1 Mr Baalbaki was employed as a car and wagon operator initially by the State Rail Authority and then by Rail Corporation of NSW from 1988 until his employment was terminated with effect from 28 November 2007. On 26 October 2007, Mr Baalbaki lodged a complaint of disability discrimination against RailCorp with the Anti-Discrimination Board (ADB). The complaint related to conduct of RailCorp during the course of his employment and to the decision that his employment be terminated. The President accepted for investigation incidents that had occurred within the period from 26 October 2006 to 26 October 2007 but ultimately declined his complaint as lacking in substance. Mr Baalbaki has requested that his complaint be referred to the Tribunal. The complaint cannot be determined unless the Tribunal gives permission (or leave) for it to proceed: Anti-Discrimination Act 1977 (AD Act), section 96.

Background

2 Mr Baalbaki injured his back in 2002. In July 2006, his employment was terminated following an incident of verbal aggression towards a supervisor. Mr Baalbaki appealed against that decision to the Transport Appeals Board (TAB). The TAB found that the allegations of misconduct were substantiated but ordered that instead of being dismissed, Mr Baalbaki should be suspended for approximately 3 months and then return to work on the unattached list. In mid 2007, the Workplace Conduct Unit investigated an allegation that Mr Baalbaki had attempted to intimidate a fellow employee, Mr Kanawati, prior to him giving evidence at the TAB hearing. The allegation was substantiated and a decision made to terminate Mr Baalbaki’s employment with effect from 5 September 2007. Mr Baalbaki appealed to the TAB against that decision. The Board upheld the decision but gave Mr Baalbaki the option of resigning rather than having his employment terminated. He did not take up that option.

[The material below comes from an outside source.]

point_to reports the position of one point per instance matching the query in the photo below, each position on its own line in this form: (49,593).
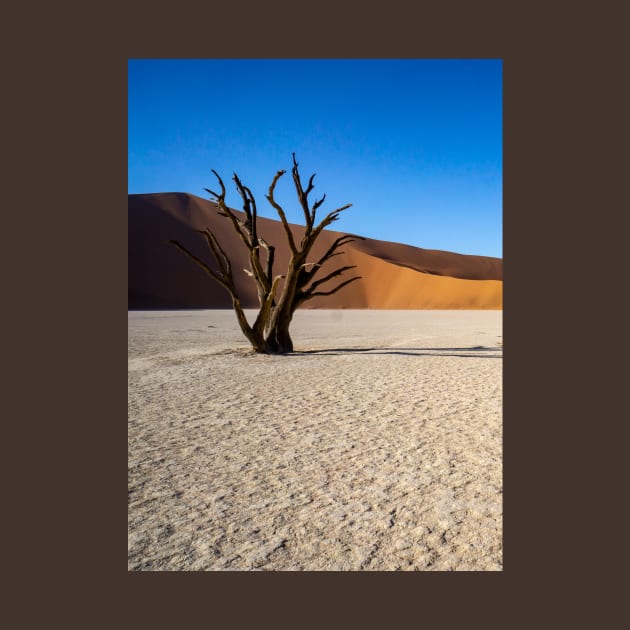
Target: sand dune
(394,275)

3 On 26 September 2008 the President wrote to Mr Baalbaki advising him that the complaint had been declined as lacking in substance. The reasons for that decision were that:

          You have provided little beyond mere assertion to support your allegation that RailCorp terminated your employment because of your disability.

          RailCorp has provided significant evidence to support its position that your employment was terminated due to two instances of substantial misconduct and not because of your disability.

          RailCorp's decision that your misconduct was serious was upheld by an external appeal body as was the final decision to terminate your employment.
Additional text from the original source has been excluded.